Thursday, November 3, 2011

Metro Denver apartment vacancies fall to ten-year low, rents rise

The apartment vacancy rate in the Denver metro area fell to 4.9 percent in the third quarter, dropping to the lowest third-quarter vacancy rate recorded since 2000. According to a report released Thursday by the Apartment Association of Metro Denver and the Colorado Division of Housing, apartment vacancy rates fell year-over-year from last year’s third-quarter rate of 5.3 percent. The vacancy rate was up from this year’s second-quarter rate of 4.8 percent.

“Vacancy rates remain near ten-year lows and the vacancy rate has dropped year-over-year for the past eight quarters in a row,” said Ron Throupe, Assistant Professor of business at the University of Denver, and the report’s author. “This is the second-lowest vacancy rate we’ve seen in any quarter since 2001.”

As vacancy rates moved down, the area’s median rent increased.
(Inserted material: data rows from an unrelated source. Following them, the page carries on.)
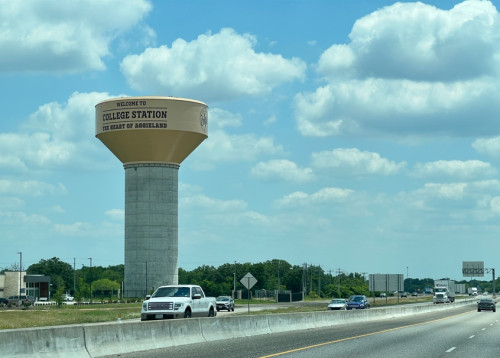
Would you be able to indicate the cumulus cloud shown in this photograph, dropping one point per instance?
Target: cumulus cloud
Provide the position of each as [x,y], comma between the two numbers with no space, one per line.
[115,214]
[354,161]
[488,146]
[222,147]
[410,68]
[203,201]
[217,66]
[30,188]
[57,134]
[282,169]
[453,168]
[59,36]
[323,196]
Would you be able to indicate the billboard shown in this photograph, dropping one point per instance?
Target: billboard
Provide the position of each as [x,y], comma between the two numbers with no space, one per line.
[386,282]
[473,268]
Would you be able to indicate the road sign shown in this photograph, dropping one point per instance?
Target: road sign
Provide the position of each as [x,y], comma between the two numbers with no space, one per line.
[248,281]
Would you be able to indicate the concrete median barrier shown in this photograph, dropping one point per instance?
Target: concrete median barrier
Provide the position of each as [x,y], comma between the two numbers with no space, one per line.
[63,341]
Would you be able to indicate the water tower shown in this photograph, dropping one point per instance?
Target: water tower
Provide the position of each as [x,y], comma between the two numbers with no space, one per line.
[151,136]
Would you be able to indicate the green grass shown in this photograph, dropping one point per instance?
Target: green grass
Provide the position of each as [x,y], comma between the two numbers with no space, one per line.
[40,316]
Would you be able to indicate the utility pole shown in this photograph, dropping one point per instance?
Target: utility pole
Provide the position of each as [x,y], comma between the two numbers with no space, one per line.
[319,281]
[20,275]
[339,271]
[74,276]
[234,281]
[90,258]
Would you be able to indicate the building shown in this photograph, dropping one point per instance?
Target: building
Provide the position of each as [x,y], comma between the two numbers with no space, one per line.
[36,286]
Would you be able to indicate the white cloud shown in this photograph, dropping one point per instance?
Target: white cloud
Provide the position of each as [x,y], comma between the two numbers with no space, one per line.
[282,169]
[454,168]
[410,68]
[488,146]
[214,66]
[59,36]
[31,188]
[220,118]
[323,196]
[495,204]
[215,205]
[116,214]
[453,191]
[354,161]
[55,135]
[222,147]
[419,42]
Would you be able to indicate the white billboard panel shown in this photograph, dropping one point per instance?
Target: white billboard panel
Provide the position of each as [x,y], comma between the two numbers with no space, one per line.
[473,268]
[386,282]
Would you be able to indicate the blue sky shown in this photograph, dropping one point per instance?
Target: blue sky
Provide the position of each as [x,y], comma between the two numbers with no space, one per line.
[358,135]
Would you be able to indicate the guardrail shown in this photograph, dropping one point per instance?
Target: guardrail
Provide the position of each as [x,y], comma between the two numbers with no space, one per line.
[98,340]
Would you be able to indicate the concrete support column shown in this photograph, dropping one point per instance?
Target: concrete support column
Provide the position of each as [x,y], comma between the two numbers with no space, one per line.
[151,222]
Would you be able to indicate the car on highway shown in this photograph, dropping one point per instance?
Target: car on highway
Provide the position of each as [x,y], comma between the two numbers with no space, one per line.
[25,300]
[67,297]
[337,304]
[486,304]
[358,302]
[224,303]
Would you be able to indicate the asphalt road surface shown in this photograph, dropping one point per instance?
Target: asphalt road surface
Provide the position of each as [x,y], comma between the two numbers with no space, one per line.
[459,332]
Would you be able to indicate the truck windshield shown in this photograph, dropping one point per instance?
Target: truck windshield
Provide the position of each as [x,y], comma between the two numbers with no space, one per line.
[172,292]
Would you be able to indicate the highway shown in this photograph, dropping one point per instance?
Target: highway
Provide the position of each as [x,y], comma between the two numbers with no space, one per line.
[460,332]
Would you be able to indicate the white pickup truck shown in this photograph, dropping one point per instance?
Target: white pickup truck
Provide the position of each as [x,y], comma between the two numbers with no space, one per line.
[177,301]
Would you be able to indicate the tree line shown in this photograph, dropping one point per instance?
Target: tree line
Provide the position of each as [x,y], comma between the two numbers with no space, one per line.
[271,275]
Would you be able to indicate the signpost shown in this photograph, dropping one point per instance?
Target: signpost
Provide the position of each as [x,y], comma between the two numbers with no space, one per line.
[248,281]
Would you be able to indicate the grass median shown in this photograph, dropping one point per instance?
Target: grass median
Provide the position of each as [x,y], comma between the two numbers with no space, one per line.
[42,316]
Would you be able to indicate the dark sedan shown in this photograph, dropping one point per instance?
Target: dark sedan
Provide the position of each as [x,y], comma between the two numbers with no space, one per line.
[358,302]
[486,304]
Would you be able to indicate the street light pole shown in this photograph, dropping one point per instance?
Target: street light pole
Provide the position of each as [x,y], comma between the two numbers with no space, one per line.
[90,258]
[20,275]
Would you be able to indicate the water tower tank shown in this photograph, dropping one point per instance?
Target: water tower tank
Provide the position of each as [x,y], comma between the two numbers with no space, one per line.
[151,136]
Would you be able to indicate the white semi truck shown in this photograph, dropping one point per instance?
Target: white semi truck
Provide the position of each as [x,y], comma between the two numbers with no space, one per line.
[472,291]
[444,291]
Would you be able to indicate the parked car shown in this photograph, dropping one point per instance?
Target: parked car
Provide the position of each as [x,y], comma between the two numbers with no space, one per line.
[25,300]
[358,302]
[486,304]
[337,304]
[67,297]
[224,303]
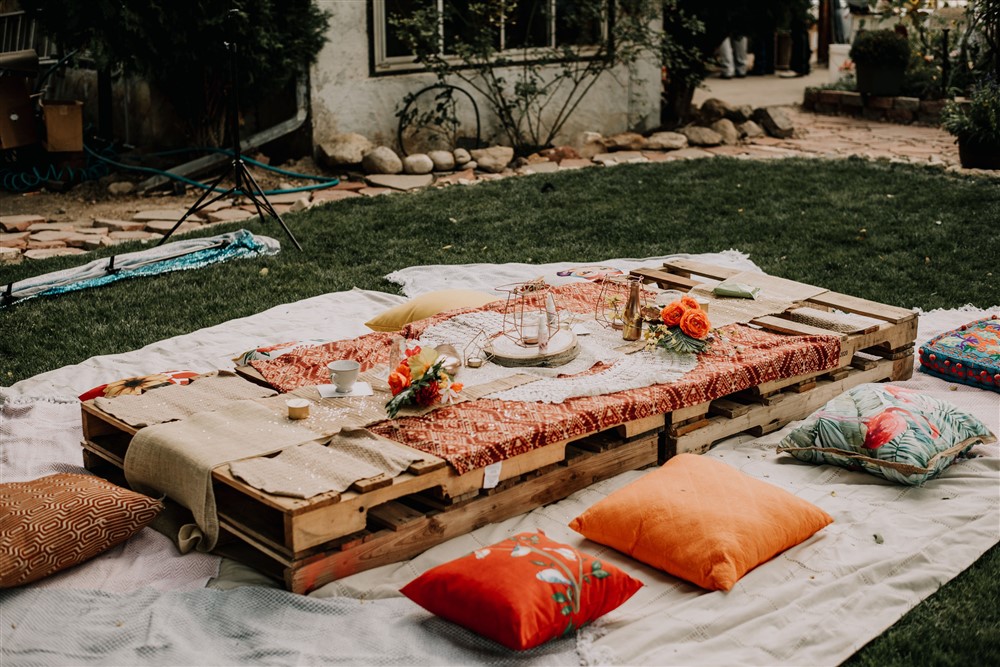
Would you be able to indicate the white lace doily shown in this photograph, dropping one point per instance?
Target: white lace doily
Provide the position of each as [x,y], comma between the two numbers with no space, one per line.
[597,344]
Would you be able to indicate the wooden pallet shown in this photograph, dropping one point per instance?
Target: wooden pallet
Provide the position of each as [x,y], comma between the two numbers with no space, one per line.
[876,345]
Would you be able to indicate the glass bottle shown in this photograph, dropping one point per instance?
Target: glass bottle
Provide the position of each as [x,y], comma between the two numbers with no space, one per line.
[631,316]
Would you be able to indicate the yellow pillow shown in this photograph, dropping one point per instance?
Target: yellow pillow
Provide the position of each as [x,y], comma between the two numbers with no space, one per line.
[427,305]
[701,520]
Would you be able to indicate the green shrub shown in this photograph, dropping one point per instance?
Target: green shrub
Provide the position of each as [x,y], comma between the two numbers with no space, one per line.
[979,118]
[881,47]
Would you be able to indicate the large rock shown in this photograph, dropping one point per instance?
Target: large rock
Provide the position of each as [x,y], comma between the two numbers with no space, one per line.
[727,131]
[625,141]
[775,122]
[442,160]
[418,163]
[666,141]
[381,160]
[701,136]
[344,150]
[494,159]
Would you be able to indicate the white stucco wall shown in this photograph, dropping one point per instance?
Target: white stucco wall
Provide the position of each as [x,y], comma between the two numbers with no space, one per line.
[346,98]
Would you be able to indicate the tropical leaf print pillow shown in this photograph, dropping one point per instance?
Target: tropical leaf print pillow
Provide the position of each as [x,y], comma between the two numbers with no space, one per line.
[889,431]
[523,591]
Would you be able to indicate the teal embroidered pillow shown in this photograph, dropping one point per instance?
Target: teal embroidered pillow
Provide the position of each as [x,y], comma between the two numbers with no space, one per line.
[889,431]
[969,354]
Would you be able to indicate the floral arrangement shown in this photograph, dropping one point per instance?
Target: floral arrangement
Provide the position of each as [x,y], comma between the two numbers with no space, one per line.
[684,327]
[420,379]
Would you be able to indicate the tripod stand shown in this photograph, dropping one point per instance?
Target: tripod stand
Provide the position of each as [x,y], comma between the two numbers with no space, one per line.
[244,183]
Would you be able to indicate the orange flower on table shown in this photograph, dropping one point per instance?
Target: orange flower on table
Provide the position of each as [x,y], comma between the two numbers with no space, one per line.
[672,313]
[695,324]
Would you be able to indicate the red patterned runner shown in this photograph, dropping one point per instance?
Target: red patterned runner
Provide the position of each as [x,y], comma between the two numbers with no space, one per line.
[474,434]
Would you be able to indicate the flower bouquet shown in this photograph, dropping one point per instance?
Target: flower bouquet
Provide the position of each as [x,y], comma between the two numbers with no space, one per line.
[420,379]
[684,327]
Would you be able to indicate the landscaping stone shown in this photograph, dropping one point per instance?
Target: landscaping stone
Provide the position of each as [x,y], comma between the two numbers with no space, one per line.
[701,136]
[344,150]
[775,122]
[121,188]
[46,253]
[665,141]
[418,164]
[441,160]
[229,215]
[127,225]
[18,223]
[750,130]
[400,181]
[624,141]
[494,159]
[10,255]
[14,240]
[727,131]
[382,160]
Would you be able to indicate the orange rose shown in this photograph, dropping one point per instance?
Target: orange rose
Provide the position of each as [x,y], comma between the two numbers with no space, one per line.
[398,382]
[672,313]
[695,323]
[690,302]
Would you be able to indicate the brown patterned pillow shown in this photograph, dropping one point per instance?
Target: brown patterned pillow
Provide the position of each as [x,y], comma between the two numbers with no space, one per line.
[52,523]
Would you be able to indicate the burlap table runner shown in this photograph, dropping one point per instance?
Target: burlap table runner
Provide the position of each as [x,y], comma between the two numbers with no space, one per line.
[217,390]
[177,458]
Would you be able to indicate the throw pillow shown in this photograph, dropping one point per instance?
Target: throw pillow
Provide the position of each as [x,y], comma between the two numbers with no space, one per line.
[523,591]
[427,305]
[61,520]
[886,430]
[701,520]
[969,354]
[138,384]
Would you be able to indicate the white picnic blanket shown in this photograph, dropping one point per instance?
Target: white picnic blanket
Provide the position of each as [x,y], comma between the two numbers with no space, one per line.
[816,604]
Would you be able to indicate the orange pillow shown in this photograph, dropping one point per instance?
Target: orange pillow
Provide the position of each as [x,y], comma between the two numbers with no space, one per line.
[701,520]
[523,591]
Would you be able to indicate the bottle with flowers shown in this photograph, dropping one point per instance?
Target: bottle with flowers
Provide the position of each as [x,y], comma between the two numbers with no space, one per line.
[683,327]
[421,379]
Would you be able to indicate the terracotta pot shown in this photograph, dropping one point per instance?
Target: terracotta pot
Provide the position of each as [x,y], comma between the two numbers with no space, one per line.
[975,154]
[879,80]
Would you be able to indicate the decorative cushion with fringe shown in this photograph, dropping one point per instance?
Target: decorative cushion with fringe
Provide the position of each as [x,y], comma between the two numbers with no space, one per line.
[523,591]
[886,430]
[969,354]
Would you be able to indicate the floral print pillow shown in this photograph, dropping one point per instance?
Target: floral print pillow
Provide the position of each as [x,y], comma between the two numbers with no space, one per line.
[523,591]
[889,431]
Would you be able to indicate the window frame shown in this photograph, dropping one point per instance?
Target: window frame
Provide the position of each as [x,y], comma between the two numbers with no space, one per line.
[381,64]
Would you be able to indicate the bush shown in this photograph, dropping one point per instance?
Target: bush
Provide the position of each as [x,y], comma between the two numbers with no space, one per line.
[978,119]
[881,47]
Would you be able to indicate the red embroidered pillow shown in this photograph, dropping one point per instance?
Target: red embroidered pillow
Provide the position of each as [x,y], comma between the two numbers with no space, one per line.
[61,520]
[523,591]
[138,384]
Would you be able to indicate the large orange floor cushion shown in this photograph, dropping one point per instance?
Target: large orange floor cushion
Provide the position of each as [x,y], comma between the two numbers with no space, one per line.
[701,520]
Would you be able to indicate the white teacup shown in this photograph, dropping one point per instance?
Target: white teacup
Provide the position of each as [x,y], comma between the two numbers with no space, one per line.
[343,374]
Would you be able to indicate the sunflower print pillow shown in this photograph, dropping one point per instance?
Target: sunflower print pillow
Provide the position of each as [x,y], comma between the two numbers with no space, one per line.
[895,433]
[138,384]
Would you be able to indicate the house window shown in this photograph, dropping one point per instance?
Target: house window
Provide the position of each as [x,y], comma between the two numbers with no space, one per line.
[521,26]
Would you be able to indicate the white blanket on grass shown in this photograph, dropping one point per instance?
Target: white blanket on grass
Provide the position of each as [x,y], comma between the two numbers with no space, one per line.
[815,604]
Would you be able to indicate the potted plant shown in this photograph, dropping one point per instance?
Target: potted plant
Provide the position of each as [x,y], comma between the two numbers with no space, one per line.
[976,125]
[880,59]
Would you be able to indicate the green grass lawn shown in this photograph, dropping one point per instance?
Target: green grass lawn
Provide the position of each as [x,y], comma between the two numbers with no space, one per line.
[912,237]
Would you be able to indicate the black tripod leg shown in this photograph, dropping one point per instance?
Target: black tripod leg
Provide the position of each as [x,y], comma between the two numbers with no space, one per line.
[260,201]
[197,206]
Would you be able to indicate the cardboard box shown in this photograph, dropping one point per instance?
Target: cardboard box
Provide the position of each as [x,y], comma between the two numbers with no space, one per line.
[17,117]
[63,125]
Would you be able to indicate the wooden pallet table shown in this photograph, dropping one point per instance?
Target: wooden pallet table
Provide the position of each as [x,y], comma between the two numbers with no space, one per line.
[307,543]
During the third quarter of 2011, the median rent in metro Denver rose to $881, increasing 2.9 percent from 2010’s third-quarter median rent of $856. In Adams, Arapahoe, Denver, and Jefferson counties, and in the Boulder-Broomfield area, median rents increased. The county with the largest year-over-year increase in median rent was Denver County with an increase of 5.4 percent from $809 to $853. Among county-level markets, only Douglas County reported a decline in the median rent with a third-quarter year-over-year drop of 3.6 percent from $1,111 to $1,071.

“At 2.9 percent, annual growth in metro-wide median rents is still not reflecting large rent growth everywhere,” said Gordon Von Stroh, an advisor on the report at a professor of business at the University of Denver. “In some markets, of course, rent growth is very solid right now, but in some other less-desirable locations, and in areas with many B and C properties, a lack of rent growth is keeping that metro-wide median rent from really taking off.”

Rental losses due to concessions, discounts and delinquencies fell from 2010’s third-quarter rate of 13.6 percent down to 10.4 percent during the third quarter of this year.

“We’re starting to see concessions go away and all those offers for free rent are becoming rare as vacancies fall,” said Ryan McMaken, a spokesman for the Colorado Division of Housing. “Delinquencies are still an issue, though, as renters confront unemployment and declining wages.”

2011’s second-quarter vacancy rates by county were Adams, 5.3 percent; Arapahoe, 5.6 percent; Boulder/Broomfield, 4.7 percent; Denver, 4.3 percent; Douglas, 3.8 percent; Jefferson, 4.4 percent.

Median rents for all counties were: Adams, $886; Arapahoe, $844; Boulder/Broomfield, $991; Denver, $853; Douglas, $1071; and Jefferson, $837.